Though the call for President Zuma to vacate the seat of presidency persist, analysts are of the view that Zuma will not yield to such call and that those defending Zuma are benefiting from is conducts.
Joining other analysts on this issue, political economist Mcebisi Ndletyana said President Zuma will never willingly leave office because he is running away from prosecution and possible jail time. He said Zuma’s departure from the presidency would also unearth hosts of patronage networks, which have been benefiting from his government.
Ndletyana was speaking to academics and students of the University of Johannesburg yesterday who gathered at a seminar of SA’s state of political crisis, themed on the recent Constitutional Court ruling on the Nkandla saga and how it has been treated in the political establishment.
There, the political economist accused Zuma of creating a patronage system since he assumed office in 2009. He said: “Zuma has been using state resources to evade the law.”
Claiming that all the corrupt practices and political manipulation that has been revealed in recent times were just a tip of the iceberg, the analyst said the probe into state capture by Luthuli House following the Gupta scandals could uncover other evidence that could make him liable for criminal prosecution.
“If he were to step down, all his cronies would become vulnerable for prosecution.
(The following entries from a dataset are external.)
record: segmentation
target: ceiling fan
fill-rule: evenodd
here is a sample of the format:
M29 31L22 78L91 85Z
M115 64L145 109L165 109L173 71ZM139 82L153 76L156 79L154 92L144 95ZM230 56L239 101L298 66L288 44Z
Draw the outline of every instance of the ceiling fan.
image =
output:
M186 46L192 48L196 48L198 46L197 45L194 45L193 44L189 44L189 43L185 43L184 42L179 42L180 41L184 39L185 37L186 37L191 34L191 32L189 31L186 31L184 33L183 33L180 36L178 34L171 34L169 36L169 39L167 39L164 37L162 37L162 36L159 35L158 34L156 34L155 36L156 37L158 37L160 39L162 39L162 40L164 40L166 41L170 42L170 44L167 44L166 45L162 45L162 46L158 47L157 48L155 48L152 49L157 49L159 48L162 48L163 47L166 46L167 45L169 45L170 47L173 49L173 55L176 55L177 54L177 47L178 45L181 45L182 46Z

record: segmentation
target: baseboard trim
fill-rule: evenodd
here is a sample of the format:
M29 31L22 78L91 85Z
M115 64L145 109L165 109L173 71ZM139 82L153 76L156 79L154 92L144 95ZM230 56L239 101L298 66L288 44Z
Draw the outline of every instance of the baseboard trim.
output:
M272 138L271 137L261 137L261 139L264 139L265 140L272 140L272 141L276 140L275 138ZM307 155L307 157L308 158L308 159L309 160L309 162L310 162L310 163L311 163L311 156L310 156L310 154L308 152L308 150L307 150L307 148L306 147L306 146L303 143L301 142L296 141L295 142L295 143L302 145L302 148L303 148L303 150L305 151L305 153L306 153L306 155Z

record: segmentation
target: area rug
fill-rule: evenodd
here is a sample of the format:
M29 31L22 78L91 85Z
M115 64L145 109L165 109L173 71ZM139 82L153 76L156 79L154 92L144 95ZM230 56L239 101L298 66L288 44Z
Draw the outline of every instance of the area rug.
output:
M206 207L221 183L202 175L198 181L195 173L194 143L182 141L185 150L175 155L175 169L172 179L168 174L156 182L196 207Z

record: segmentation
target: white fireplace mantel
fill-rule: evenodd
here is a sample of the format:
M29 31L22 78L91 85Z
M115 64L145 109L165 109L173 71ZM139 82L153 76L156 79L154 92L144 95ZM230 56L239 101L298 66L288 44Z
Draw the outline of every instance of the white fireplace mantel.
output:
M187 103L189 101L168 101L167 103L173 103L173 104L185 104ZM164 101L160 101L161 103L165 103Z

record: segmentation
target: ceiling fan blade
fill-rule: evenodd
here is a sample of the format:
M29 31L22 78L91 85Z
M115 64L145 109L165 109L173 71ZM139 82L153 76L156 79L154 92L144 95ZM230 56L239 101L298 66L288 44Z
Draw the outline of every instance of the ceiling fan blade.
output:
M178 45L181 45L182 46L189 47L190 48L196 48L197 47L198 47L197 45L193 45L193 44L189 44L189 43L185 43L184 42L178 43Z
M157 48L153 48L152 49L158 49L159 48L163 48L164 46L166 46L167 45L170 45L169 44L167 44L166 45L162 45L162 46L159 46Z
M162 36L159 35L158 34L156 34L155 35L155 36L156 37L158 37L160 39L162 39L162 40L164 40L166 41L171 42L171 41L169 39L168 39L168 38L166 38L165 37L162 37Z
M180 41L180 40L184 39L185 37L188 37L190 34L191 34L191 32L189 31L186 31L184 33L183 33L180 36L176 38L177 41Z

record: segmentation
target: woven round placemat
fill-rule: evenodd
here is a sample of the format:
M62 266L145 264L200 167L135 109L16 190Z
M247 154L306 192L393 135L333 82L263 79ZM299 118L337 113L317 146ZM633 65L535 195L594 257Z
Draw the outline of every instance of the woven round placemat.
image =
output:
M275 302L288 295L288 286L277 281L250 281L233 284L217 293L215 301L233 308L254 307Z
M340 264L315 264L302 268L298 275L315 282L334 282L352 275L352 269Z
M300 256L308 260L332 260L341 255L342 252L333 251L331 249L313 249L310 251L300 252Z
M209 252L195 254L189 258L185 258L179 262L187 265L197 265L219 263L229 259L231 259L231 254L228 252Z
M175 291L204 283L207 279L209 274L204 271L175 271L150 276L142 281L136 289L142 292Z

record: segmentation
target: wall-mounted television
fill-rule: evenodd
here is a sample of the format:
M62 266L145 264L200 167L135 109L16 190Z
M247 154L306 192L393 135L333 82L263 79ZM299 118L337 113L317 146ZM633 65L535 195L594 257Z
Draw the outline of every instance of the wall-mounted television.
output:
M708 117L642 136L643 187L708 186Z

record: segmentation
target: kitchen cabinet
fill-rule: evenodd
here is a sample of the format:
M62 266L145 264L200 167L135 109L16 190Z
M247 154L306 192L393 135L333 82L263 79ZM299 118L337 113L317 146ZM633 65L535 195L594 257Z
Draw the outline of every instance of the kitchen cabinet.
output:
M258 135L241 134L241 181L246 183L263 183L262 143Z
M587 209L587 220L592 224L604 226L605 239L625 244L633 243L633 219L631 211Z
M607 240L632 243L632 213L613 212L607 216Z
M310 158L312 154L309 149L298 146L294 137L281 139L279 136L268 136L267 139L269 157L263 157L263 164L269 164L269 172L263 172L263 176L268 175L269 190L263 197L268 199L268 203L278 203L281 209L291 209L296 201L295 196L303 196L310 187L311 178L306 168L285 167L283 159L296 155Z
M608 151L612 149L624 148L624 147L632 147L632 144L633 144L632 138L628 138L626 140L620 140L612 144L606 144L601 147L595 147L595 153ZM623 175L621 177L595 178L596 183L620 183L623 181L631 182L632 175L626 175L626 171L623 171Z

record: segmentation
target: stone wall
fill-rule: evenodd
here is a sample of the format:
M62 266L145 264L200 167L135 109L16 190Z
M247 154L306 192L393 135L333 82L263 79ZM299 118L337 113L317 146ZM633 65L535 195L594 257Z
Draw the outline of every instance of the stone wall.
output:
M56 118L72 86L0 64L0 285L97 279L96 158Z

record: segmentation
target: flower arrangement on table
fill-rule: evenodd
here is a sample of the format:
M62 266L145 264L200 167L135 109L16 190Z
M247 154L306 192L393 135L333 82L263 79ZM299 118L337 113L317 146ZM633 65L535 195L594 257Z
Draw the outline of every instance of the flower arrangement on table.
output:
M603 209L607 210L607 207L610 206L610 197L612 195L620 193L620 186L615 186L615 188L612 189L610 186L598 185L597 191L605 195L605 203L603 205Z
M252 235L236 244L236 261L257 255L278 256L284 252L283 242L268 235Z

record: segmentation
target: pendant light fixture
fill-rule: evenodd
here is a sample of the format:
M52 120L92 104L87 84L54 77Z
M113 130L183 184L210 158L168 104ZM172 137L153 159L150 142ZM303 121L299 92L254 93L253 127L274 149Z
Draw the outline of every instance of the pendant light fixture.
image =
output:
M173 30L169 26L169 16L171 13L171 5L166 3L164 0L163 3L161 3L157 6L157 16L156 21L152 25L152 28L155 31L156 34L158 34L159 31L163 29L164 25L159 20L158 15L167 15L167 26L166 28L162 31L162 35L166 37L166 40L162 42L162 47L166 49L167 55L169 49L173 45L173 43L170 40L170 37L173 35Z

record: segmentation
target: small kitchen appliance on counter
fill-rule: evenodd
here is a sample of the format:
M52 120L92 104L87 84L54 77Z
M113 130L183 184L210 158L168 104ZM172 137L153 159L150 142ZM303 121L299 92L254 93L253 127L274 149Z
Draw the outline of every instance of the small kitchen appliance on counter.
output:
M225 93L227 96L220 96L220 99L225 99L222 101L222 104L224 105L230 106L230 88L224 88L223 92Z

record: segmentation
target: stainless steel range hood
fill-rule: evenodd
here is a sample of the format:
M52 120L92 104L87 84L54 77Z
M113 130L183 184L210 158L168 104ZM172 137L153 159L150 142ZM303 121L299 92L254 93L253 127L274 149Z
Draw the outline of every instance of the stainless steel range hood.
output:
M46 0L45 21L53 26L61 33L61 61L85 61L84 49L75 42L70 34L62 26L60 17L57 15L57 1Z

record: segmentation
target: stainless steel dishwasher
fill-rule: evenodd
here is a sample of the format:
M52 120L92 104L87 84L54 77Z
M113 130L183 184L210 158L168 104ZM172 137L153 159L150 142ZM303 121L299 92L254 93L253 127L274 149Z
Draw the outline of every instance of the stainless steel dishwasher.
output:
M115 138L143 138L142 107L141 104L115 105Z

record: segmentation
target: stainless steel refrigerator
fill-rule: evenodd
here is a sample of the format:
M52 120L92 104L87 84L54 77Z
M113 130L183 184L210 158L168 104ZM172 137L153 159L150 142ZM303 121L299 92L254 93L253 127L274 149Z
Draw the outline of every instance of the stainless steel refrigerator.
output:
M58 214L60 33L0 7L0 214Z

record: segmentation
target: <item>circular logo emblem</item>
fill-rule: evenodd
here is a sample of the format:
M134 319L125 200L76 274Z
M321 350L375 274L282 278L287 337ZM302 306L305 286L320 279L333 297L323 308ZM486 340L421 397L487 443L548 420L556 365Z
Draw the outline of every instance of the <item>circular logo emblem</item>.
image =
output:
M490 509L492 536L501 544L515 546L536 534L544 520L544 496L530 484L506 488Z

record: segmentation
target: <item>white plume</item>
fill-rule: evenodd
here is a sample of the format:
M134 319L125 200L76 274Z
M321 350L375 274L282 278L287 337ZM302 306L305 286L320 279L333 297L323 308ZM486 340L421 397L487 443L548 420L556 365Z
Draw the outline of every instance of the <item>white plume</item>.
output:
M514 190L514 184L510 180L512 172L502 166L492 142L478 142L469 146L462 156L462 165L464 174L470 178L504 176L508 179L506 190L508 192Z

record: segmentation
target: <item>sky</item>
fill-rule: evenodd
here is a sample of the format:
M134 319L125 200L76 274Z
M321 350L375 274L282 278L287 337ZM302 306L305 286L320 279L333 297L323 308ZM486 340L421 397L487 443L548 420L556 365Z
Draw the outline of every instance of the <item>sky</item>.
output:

That is what is behind the resistance to resign and what Social Development Minister Bathabile Dlamini meant when she said ‘all of us have our smallernyana skeletons’,” he said referring to top members of the ruling ANC who are still in support that Zuma remains in office.
Meanwhile, Professor Somadoda Fikeni who was also present at the seminar condemned those who have in one way or the order supported Zuma or the ANC’s misdeeds saying it will only mean to degenerate to the level of “moral relativism”
Fikeni further said that by defending Zuma, the ANC had put itself in an awkward situation and that it has confirmed Zuma’s statement last year that the party comes first before the people.